To what extent is the training and structure of AlphaProof tailored specifically to IMO-type problems, which typically have short solutions using combinations of a small handful of specific techniques?
(It's not my main point, but it's always worth remembering - even aside from any AI context - that many top mathematicians can't do IMO-type problems, and many top IMO medalists turn out to be unable to solve actual problems in research mathematics. IMO problems are generally regarded as somewhat niche.)
The last statement is largely correct (though idk what the imo medalists that are unable to solve actual problems most mathematicians can't solve most open problems). But i kind of disagree with the assessment of imo problems--the search space is huge if it were as you say it would be easy to search.
No, I don't mean that the search space is small. I just mean that there are special techniques which are highly relevant for IMO-type problems. It'd be interesting to know how important that knowledge was for the design and training of AlphaProof.
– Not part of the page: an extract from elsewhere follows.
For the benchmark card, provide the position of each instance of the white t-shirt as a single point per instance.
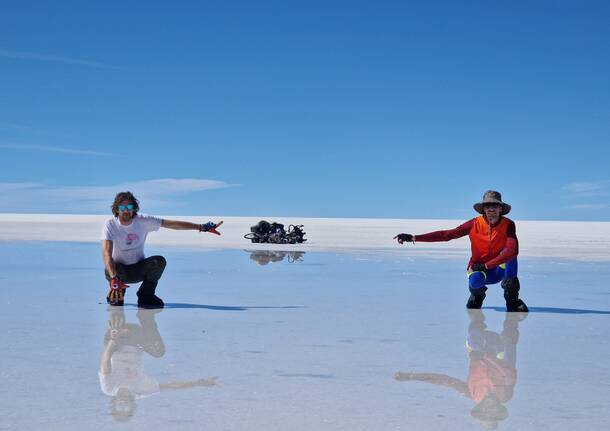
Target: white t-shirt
(128, 241)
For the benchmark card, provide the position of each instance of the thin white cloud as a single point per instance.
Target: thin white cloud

In other words, how does AlphaProof fare on mathematical problems which aren't in the IMO style? (As such exceptions comprise most mathematical problems)
(It's not my main point, but it's always worth remembering - even aside from any AI context - that many top mathematicians can't do IMO-type problems, and many top IMO medalists turn out to be unable to solve actual problems in research mathematics. IMO problems are generally regarded as somewhat niche.)